Hansy Better Barraza, a principal of Studio Luz Architects, Boston, teaches at the Rhode Island School of Design, where the faculty is equal parts men and women. By contrast, she says, “When I'm on the review panels at different universities, I tend to be the only woman, so that's where I see the disconnect.” It's a subtle message to women that men are in charge and will be the ones to comment on the value of their work.

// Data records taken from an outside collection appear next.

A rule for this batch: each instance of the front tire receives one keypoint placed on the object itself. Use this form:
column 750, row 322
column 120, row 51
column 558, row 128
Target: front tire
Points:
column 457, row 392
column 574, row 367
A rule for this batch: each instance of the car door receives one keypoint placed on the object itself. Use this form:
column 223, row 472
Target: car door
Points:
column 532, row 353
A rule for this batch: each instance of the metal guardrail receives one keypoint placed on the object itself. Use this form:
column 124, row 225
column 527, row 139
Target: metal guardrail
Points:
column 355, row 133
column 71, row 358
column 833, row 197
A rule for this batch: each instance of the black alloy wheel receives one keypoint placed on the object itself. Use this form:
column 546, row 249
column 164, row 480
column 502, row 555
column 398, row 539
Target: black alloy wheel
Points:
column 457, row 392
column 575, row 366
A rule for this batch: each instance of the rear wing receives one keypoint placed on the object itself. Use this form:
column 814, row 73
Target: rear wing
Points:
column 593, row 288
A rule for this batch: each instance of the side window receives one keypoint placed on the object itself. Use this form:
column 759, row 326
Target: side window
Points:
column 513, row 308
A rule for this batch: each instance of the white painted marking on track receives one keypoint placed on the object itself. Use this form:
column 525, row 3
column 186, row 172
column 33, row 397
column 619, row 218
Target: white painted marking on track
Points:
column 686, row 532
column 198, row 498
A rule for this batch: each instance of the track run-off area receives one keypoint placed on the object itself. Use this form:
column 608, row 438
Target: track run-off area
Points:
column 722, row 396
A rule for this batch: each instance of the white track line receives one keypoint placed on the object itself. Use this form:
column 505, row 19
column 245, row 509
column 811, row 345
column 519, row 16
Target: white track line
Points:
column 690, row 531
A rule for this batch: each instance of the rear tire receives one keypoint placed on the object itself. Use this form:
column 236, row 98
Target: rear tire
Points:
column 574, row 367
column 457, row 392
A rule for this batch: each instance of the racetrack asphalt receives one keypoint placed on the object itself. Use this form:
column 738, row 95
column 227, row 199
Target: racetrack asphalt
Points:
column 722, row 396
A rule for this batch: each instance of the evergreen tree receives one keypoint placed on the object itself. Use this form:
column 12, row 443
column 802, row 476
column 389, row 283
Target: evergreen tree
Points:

Others have observed apparent inequities in mainstream firms. Angela Dean, AIA, LEED AP, who established Salt Lake City-based AMD Architecture in 1997, says she's seen female colleagues passed over for principal and others hired at lower salaries than men. “It's a real [trend], and I don't understand it,” she says. “It's prevalent even among employers I had respected and trusted. That's why I decided I'll do it my way.” Dean currently has three women on staff and says she's thrilled to be thriving in a conservative town. “It wasn't a deliberate decision to have just women,” she continues, “but it's a good fit for the sustainability we promote. For the men who have applied here, that hasn't been their driving force, and for the women it has.”
On the other hand, Michelle Kaufmann, AIA, design principal of Michelle Kaufmann Designs in Oakland, Calif., has never felt that being female made a difference one way or the other. Still, “I am grateful for the hard work of the women who paved the way,” she says.